Tusla is under fire following publication of new report
Independent TD Mattie McGrath has said the latest Report by The Special Rapporteur on Child Protection, Dr Geoffrey Shannon, is yet another blow to the credibility of the Child and Family Agency, Tusla.
Deputy McGrath was speaking after Dr Shannon published his report of an Audit of the use of Section 12 of the Child Care Act 1991 by An Garda Síochána:
“I have had extensive dealings with Tusla over the last number of years, dealing with child welfare issues and also the regulations around foster care placement's.
Almost all of those instances emerged from the frustration and heartbreak of parents or foster parents who had contacted me about the deeply unsatisfactory manner in which they were treated by Tusla.
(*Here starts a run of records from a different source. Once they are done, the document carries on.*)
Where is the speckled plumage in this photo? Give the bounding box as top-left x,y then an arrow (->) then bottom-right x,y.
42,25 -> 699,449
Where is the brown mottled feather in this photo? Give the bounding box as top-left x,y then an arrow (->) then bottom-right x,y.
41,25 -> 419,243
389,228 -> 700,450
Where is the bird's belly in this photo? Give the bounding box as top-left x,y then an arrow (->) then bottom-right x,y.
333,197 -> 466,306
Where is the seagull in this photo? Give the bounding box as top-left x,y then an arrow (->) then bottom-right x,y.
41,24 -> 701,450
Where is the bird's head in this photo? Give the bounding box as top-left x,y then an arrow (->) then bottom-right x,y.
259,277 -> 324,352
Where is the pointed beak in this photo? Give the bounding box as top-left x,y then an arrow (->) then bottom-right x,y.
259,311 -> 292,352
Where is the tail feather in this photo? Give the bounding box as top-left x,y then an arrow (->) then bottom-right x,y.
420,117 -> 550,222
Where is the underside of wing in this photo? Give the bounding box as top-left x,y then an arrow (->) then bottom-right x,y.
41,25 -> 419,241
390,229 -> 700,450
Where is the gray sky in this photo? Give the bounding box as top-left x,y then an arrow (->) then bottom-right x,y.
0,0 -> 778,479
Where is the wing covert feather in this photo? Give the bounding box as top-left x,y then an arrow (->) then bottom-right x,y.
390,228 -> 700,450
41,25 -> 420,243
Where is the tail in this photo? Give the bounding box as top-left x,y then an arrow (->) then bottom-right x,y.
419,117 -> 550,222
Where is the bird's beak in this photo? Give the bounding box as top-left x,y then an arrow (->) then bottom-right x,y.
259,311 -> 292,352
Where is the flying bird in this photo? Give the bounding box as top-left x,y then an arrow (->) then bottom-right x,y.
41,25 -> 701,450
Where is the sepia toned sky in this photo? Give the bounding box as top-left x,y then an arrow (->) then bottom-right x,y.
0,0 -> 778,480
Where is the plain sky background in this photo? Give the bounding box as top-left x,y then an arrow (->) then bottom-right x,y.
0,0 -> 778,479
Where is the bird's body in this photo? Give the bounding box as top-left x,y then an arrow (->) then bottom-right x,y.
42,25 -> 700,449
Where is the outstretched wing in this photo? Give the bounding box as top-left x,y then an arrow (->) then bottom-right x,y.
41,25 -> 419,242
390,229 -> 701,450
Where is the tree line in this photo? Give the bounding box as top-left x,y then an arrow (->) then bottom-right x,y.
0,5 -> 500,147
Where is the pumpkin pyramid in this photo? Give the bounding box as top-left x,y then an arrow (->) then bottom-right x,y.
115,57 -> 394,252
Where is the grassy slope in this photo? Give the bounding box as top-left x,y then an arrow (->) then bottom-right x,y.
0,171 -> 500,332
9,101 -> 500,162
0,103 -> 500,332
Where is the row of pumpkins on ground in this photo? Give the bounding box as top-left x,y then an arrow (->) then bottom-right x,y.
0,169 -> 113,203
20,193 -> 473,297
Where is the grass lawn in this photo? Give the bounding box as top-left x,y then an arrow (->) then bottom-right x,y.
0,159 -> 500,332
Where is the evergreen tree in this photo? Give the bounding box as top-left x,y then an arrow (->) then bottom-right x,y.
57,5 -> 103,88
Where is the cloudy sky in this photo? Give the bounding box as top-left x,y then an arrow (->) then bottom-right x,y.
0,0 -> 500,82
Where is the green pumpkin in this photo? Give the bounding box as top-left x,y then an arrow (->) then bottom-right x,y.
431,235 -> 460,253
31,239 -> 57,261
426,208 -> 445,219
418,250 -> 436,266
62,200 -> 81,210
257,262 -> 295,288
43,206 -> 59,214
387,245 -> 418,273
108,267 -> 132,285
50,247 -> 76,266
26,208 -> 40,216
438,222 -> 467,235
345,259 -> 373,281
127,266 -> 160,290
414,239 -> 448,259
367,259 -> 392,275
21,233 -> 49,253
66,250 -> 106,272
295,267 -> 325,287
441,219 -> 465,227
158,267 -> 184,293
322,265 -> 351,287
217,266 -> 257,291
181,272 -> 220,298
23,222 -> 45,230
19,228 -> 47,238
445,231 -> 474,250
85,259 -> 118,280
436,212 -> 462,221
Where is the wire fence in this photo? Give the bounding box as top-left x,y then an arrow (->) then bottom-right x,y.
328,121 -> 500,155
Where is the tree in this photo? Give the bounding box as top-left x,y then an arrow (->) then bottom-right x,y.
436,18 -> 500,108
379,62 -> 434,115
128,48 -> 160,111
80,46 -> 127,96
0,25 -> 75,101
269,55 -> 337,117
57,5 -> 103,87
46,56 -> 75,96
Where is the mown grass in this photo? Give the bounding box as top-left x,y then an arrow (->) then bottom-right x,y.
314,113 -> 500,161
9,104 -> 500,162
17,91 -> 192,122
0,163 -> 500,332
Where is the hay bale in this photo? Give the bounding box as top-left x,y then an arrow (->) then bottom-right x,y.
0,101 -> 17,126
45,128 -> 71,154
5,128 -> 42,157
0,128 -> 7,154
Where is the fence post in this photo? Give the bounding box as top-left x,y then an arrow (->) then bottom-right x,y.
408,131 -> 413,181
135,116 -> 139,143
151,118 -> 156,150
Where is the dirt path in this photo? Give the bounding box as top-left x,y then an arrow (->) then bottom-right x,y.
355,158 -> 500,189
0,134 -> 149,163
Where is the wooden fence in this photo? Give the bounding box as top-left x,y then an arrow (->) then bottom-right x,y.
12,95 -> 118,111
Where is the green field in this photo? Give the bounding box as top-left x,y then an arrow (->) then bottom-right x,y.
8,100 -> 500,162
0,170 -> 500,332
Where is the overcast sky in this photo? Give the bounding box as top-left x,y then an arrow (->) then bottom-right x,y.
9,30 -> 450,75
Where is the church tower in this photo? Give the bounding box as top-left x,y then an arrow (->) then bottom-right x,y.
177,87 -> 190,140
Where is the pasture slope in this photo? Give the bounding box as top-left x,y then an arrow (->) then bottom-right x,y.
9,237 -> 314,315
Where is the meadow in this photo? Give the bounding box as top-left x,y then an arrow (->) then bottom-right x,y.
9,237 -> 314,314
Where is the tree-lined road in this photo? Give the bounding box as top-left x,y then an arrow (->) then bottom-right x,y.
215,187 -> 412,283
There is too much consistency and similarity in these cases for them to be dismissed as once off staff or procedural failures.
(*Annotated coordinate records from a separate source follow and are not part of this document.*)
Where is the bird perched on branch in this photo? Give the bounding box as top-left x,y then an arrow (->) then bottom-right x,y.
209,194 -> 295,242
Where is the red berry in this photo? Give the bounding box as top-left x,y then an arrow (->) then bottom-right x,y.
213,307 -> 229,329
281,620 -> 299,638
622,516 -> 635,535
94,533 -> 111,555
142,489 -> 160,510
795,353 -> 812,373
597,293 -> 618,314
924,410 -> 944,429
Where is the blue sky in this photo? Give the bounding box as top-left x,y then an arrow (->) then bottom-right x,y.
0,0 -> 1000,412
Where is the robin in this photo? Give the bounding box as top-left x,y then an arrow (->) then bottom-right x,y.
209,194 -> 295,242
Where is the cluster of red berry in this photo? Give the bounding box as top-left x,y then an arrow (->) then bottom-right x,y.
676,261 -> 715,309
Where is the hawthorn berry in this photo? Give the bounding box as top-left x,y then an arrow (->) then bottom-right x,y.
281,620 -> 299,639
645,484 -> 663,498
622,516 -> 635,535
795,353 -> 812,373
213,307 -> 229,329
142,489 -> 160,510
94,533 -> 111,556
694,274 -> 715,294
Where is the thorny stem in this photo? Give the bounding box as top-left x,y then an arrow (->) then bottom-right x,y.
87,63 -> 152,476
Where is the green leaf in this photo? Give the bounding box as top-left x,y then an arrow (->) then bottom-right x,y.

In light of this most recent damning Report into the systemic institutional failings of Tusla I think it is way past time for Minister Zappone to reconsider her fulsome support of that organisation.
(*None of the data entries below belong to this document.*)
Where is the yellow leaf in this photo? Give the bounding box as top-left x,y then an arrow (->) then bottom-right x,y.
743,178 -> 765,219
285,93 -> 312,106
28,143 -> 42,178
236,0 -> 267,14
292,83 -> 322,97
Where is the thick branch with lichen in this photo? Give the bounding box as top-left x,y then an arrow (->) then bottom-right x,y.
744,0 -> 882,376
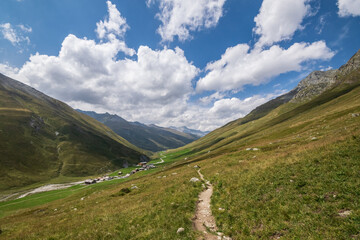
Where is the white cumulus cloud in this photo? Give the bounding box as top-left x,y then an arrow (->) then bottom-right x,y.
254,0 -> 311,47
0,23 -> 32,46
197,41 -> 334,91
95,1 -> 130,39
147,0 -> 226,42
337,0 -> 360,17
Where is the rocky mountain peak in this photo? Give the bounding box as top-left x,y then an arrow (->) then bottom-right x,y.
290,50 -> 360,103
339,50 -> 360,75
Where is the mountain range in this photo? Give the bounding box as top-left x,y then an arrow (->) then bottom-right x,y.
77,110 -> 200,152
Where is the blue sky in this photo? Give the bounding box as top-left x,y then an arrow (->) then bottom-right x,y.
0,0 -> 360,130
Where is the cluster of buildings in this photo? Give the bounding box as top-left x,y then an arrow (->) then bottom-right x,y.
84,162 -> 156,185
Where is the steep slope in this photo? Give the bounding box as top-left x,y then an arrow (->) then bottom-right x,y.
186,50 -> 360,156
0,75 -> 146,190
78,110 -> 199,152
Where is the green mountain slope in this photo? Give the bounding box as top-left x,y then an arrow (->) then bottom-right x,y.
78,110 -> 199,152
0,49 -> 360,239
0,75 -> 146,190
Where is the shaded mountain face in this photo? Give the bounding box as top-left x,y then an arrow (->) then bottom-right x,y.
0,74 -> 147,190
225,50 -> 360,126
78,110 -> 199,152
180,50 -> 360,154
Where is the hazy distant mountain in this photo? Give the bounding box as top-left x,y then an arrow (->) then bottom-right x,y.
78,110 -> 199,152
0,74 -> 147,190
170,126 -> 209,137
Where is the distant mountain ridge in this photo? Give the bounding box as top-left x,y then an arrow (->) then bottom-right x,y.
77,109 -> 199,152
225,50 -> 360,126
0,74 -> 148,191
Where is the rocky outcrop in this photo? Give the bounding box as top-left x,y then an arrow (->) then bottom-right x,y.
338,50 -> 360,75
290,50 -> 360,103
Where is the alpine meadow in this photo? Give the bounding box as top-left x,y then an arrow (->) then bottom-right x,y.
0,0 -> 360,240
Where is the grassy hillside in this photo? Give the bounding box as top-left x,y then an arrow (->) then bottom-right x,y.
78,110 -> 199,152
0,75 -> 149,191
0,50 -> 360,239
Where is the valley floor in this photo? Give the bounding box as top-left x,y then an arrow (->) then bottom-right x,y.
0,85 -> 360,240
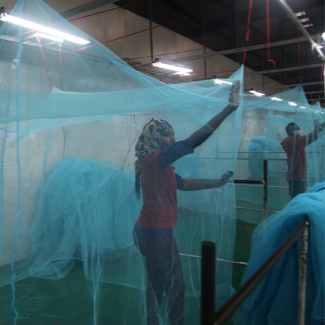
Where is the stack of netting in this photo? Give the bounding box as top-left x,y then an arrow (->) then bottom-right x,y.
0,0 -> 324,325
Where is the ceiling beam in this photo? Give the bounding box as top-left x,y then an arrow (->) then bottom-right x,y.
259,81 -> 321,90
169,35 -> 317,63
60,0 -> 118,18
245,63 -> 322,76
276,0 -> 325,60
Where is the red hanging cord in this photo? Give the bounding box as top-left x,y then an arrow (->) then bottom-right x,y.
37,39 -> 55,89
59,44 -> 63,90
266,0 -> 276,69
243,0 -> 253,64
318,61 -> 324,100
320,61 -> 324,85
298,32 -> 303,83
In March of this year I highlighted the fact that Minister Zappone confirmed to me by Parliamentary question that Tusla recorded over 60 thousand instances of child abuse in just over 4 years and across all categories of physical, sexual and emotional abuse.
Now Dr Shannon in his audit has described an absence of a routine and meaningful feedback by Tusla to Garda members in relation to their understanding of Tusla’s practices and procedures.
Dr Shannon also indicates that there is no evidence of formal routine follow-up from Tusla regarding the progress of a particular case after a member of An Garda Síochána has handed over responsibility.
In light of the fact that Tusla has recorded over 60 thousand referrals of abuse according to the information I have received, these insights raise significant concerns about how that volume of cases was handled by Tusla.
Minister Zappone may continue to believe that Tusla is ‘fit for purpose’ but there is an increasing number of people who now see it as almost utterly defunct and systemically broken,” concluded Deputy McGrath.